Transfer information IR to binary

Hi,

I want to know if it is possible to pass information from IR to the final binary (like a constant value)?

I have a module pass in IR who make some transformation and, once the compilation is finished, I need to apply a post-processing.

The post-processing need information from the IR part.

Greetings,

Johan

What kind of constant: type, value and how is it created?

You can make public symbols that you can extract in a linker script to a special section.

Or perhaps you want some metadata that a special late state (machine instr) pass is extracting and adding.

The “best” solution really depends on what you are trying to achieve overall and what kind of data you are working with.

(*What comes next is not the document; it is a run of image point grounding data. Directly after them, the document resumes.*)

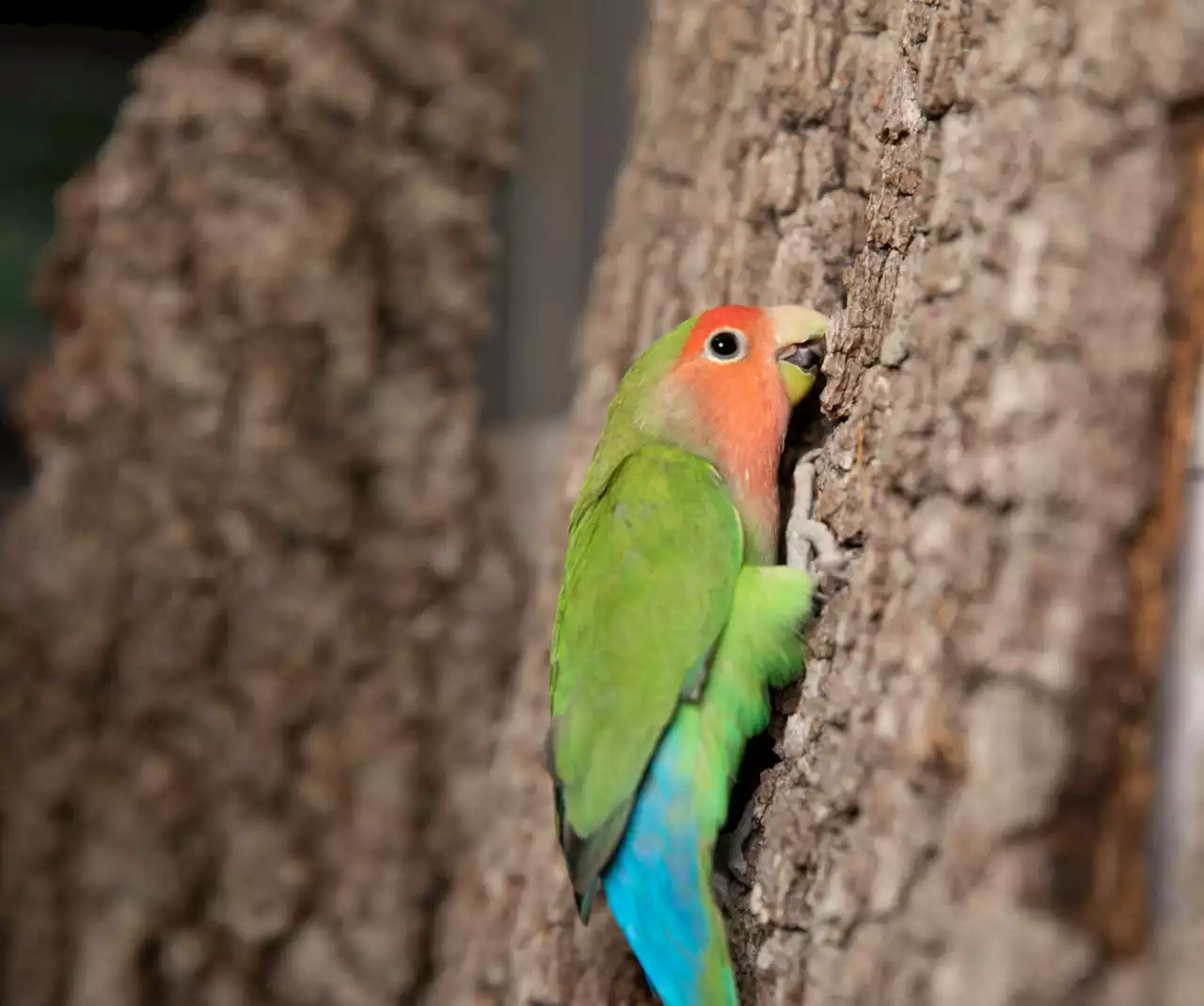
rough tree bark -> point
(258, 605)
(983, 193)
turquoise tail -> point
(657, 885)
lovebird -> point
(673, 620)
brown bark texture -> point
(983, 194)
(258, 605)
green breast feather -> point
(649, 580)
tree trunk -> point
(984, 194)
(258, 604)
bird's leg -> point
(737, 865)
(811, 545)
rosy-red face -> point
(729, 368)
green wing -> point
(648, 587)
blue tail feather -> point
(657, 886)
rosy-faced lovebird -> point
(673, 620)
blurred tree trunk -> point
(984, 193)
(258, 605)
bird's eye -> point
(726, 344)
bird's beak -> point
(799, 332)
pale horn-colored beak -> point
(799, 332)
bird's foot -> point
(811, 544)
(737, 864)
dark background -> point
(61, 81)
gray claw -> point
(737, 864)
(811, 545)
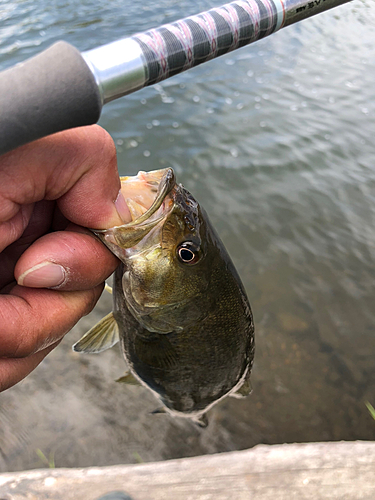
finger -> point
(39, 222)
(76, 166)
(33, 319)
(66, 260)
(12, 370)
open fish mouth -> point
(148, 198)
(145, 192)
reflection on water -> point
(277, 141)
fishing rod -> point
(61, 88)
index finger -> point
(77, 167)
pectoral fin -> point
(244, 390)
(102, 336)
(202, 421)
(129, 379)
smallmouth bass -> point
(179, 308)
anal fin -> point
(102, 336)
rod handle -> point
(50, 92)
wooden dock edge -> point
(342, 470)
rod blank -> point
(61, 88)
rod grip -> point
(50, 92)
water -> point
(277, 140)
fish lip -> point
(166, 185)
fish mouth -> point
(148, 196)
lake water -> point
(277, 141)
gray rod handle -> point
(52, 91)
(61, 88)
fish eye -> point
(188, 253)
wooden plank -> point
(313, 471)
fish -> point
(180, 310)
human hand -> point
(51, 268)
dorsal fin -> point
(244, 390)
(102, 336)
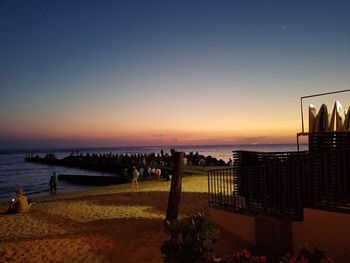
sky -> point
(132, 73)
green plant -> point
(191, 240)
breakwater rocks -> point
(122, 164)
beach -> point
(108, 224)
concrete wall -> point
(323, 229)
(320, 229)
(237, 224)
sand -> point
(109, 224)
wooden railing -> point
(282, 184)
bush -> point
(191, 240)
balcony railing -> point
(282, 184)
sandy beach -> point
(108, 224)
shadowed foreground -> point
(109, 224)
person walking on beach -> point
(53, 184)
(135, 177)
(19, 204)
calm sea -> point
(33, 178)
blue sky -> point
(110, 73)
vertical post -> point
(175, 188)
(302, 114)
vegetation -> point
(192, 241)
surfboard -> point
(312, 117)
(322, 119)
(346, 126)
(337, 117)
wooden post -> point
(175, 188)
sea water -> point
(34, 178)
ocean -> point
(33, 178)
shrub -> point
(191, 240)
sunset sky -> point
(127, 73)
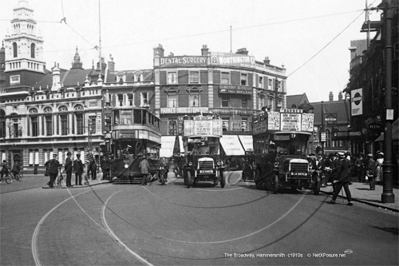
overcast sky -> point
(289, 32)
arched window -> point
(15, 49)
(32, 50)
(48, 120)
(2, 124)
(79, 119)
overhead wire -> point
(325, 46)
(330, 41)
(235, 29)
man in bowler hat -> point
(78, 169)
(68, 169)
(53, 165)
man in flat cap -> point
(371, 170)
(343, 179)
(68, 169)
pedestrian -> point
(351, 168)
(93, 169)
(334, 168)
(68, 169)
(144, 167)
(343, 179)
(105, 166)
(379, 163)
(370, 171)
(327, 168)
(359, 168)
(16, 169)
(53, 165)
(78, 169)
(4, 169)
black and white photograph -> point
(199, 132)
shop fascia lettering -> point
(184, 60)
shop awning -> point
(231, 145)
(168, 143)
(395, 132)
(247, 142)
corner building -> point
(233, 86)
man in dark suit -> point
(105, 165)
(343, 179)
(53, 165)
(78, 169)
(68, 169)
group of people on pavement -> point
(339, 168)
(53, 168)
(6, 169)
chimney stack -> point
(340, 96)
(243, 51)
(111, 63)
(331, 96)
(204, 50)
(56, 78)
(159, 51)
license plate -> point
(206, 171)
(298, 174)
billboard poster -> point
(229, 59)
(202, 127)
(307, 122)
(183, 60)
(15, 79)
(357, 102)
(273, 121)
(291, 122)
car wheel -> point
(222, 181)
(275, 184)
(188, 181)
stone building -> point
(232, 86)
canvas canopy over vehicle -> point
(201, 141)
(280, 151)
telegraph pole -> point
(387, 195)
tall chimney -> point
(56, 77)
(111, 63)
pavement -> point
(361, 193)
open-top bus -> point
(135, 134)
(280, 151)
(202, 151)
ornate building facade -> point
(59, 110)
(232, 86)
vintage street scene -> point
(199, 132)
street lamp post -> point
(387, 195)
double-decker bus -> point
(280, 151)
(135, 134)
(201, 137)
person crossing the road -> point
(343, 179)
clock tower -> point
(24, 63)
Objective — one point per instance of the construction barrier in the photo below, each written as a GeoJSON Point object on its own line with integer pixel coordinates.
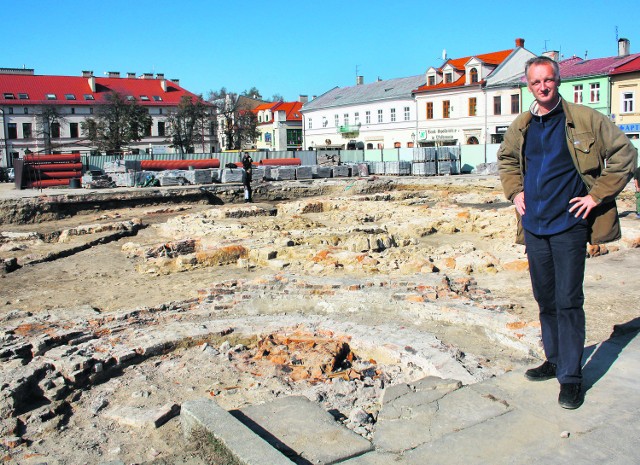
{"type": "Point", "coordinates": [160, 165]}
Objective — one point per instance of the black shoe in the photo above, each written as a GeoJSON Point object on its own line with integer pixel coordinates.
{"type": "Point", "coordinates": [545, 371]}
{"type": "Point", "coordinates": [570, 395]}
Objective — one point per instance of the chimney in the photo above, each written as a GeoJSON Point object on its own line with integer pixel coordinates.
{"type": "Point", "coordinates": [624, 47]}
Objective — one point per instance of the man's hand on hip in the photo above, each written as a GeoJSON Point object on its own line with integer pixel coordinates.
{"type": "Point", "coordinates": [582, 206]}
{"type": "Point", "coordinates": [518, 201]}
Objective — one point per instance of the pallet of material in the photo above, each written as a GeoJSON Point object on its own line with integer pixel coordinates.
{"type": "Point", "coordinates": [282, 173]}
{"type": "Point", "coordinates": [121, 166]}
{"type": "Point", "coordinates": [341, 171]}
{"type": "Point", "coordinates": [304, 172]}
{"type": "Point", "coordinates": [232, 175]}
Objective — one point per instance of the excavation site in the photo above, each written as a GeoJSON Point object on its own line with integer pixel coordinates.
{"type": "Point", "coordinates": [119, 305]}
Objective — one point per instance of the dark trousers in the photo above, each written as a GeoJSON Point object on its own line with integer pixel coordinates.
{"type": "Point", "coordinates": [556, 266]}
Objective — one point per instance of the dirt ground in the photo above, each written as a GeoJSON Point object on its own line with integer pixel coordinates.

I will try to explain better what I do.

The main goal behind this is to verify that a part of code is not modified by someone else (it is an integrity check).

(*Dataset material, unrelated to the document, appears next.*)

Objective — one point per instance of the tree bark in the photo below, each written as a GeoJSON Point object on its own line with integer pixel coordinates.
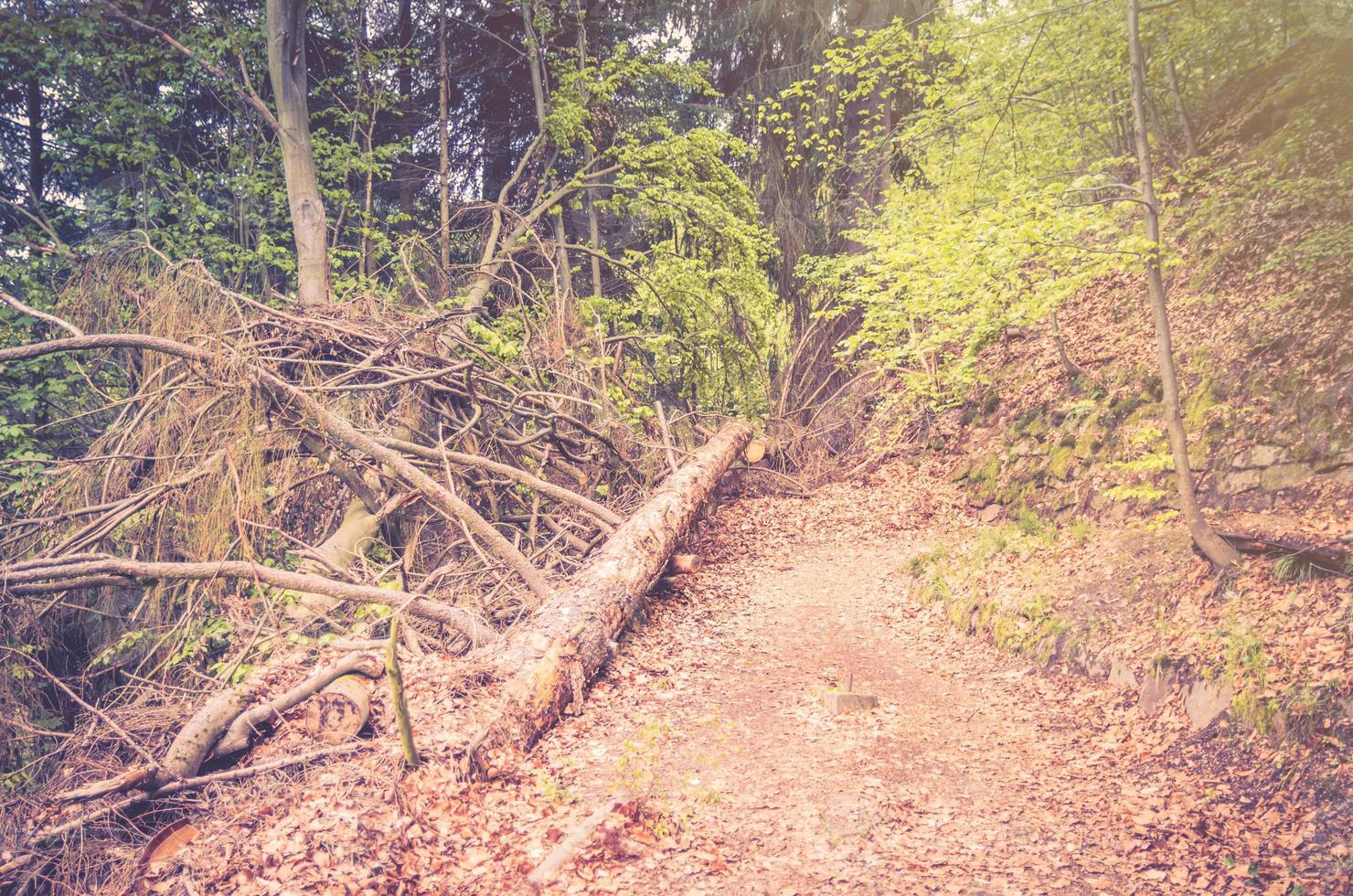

To do this, I create in IR a function who take 2 parameters, a begin and an end value.

This function perform an hash over the code area (from begin to end) and return it.

At first, I don’t know the addresses and the hash value so I put random value (it is an integer 64 bits).

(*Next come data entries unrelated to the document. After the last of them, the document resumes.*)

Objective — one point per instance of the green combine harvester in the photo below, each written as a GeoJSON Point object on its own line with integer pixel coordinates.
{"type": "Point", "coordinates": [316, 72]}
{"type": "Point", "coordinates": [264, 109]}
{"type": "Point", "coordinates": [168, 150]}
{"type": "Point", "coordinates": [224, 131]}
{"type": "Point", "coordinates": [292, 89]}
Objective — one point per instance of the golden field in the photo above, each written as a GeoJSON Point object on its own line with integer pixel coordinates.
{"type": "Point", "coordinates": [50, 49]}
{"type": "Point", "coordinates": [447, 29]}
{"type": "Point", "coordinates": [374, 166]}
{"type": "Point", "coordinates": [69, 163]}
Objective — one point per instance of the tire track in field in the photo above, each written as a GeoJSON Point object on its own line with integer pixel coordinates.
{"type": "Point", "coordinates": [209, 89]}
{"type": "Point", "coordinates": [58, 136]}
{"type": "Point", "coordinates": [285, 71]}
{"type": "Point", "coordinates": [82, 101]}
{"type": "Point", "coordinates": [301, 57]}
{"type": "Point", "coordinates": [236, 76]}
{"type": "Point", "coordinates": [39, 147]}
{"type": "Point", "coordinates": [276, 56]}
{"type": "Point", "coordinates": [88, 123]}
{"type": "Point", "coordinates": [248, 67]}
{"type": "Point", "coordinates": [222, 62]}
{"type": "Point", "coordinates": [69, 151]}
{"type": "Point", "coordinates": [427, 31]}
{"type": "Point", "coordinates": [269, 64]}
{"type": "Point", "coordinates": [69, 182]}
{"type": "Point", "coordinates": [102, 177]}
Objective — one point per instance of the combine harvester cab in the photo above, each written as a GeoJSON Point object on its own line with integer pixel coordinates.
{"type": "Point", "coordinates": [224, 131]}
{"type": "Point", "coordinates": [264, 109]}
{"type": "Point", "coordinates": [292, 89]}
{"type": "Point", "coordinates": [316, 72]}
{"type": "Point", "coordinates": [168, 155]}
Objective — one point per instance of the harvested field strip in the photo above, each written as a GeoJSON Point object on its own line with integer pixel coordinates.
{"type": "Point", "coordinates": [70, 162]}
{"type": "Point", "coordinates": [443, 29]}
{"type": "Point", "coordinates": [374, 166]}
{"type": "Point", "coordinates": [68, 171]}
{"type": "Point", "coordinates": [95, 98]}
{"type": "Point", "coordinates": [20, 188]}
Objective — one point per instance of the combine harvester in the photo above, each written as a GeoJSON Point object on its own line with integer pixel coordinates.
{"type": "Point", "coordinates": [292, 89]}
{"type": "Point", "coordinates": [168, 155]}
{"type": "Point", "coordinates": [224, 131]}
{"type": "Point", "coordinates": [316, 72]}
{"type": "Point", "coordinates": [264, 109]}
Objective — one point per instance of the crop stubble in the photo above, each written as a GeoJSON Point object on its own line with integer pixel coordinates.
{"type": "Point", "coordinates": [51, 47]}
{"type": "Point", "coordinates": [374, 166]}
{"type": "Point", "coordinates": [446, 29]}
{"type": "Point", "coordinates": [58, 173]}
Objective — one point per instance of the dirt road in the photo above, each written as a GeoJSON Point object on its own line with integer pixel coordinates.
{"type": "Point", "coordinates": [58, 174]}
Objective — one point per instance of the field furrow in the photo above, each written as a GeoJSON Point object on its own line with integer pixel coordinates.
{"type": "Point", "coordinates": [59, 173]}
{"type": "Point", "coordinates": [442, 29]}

The function look like uint32_t isModified(uint64_t* begin, uint64_t* end).

Once the compilation is over, I need to update the begin address, end address and the hash value.

When I say the compilation is over, I mean the clang driver has finished all of his action (compiling, linking, etc.).

Greetings,

Johan

And you want this for only SOME bits of code, and that’s why you need to have the IR report what sections are “sensitive”?

It would be fairly easy if the code you want to check is a normal functions, just store the start address of the function, and the length should be doable too at machine code level, but not IR level. If you want to check only the middle of the function, it’s a bit harder.

How are you dealing with the fact that code gets relocated during loading?

[I’m always curious as to how these type of designs cope with someone modifying the checksumming code itself, but that’s another problem - or is this one of these things where the checksum is stored in special hardwareprotected memory?].

HI Mats,

And you want this for only SOME bits of code, and that’s why you need to have the IR report what sections are “sensitive”?

Exactly and I want to chose this once the compilation is over.

It would be fairly easy if the code you want to check is a normal functions, just store the start address of the function, and the length should be doable too at machine code level, but not IR level. If you want to check only the middle of the function, it’s a bit harder.

Sadly I need to be able to check random part of the code. One of the problem I have is even if a get the address in the IR level, you still need the CRC value.

So normally, you still have to pass theses values to the post-processing in order to compute the hash.

How are you dealing with the fact that code gets relocated during loading?

You talk about the loading phase during the link? If yes, this is why a do the post-processing after the link.

If you talk about something like the -fpie parameter, I used a small trick.

The function who will call isModified will calculate the offset dynamically.

To do this, you get the address in IR (in C++ this is like (uint64_t)std::addressof(main);) and I remove a constant value.

During the post-processing (again) I will update this constant value with the address into the binary.

This will give you an offset and you used it to update the addresses.

[I’m always curious as to how these type of designs cope with someone modifying the checksumming code itself, but that’s another problem - or is this one of these things where the checksum is stored in special hardwareprotected memory?].

For now, I store it into an special place.

My first solution for my problem was to used some temporary file but this is highly impractical.

Maybe I can create a temporary section into the binary but I didn’t find a lot of information about it.

Thanks,

Johan

I don't think there is a simple way to achieve this - even less so if you
want it to be portable across multiple processor architectures.

For a given processor architecture, you could add a pseudo-instruction that
is some unusual form of no-op (e.g. one of the "does nothing" instructions
in x86, with an unusual combination of (redundant) prefix bytes, or some
such) and then scan the generated code for that and store the relevant
information. But this is highly dependent on architecture [and may be
sensitive to false positives]. (Alternatively some illegal instruction and
replace it with no-op during the post-processing).

But I don't think that's a particularly good solution long term.

Maybe someone else has a better idea...

Thank you for the input.

Yeah maybe someone else will have an idea :slight_smile:

Johan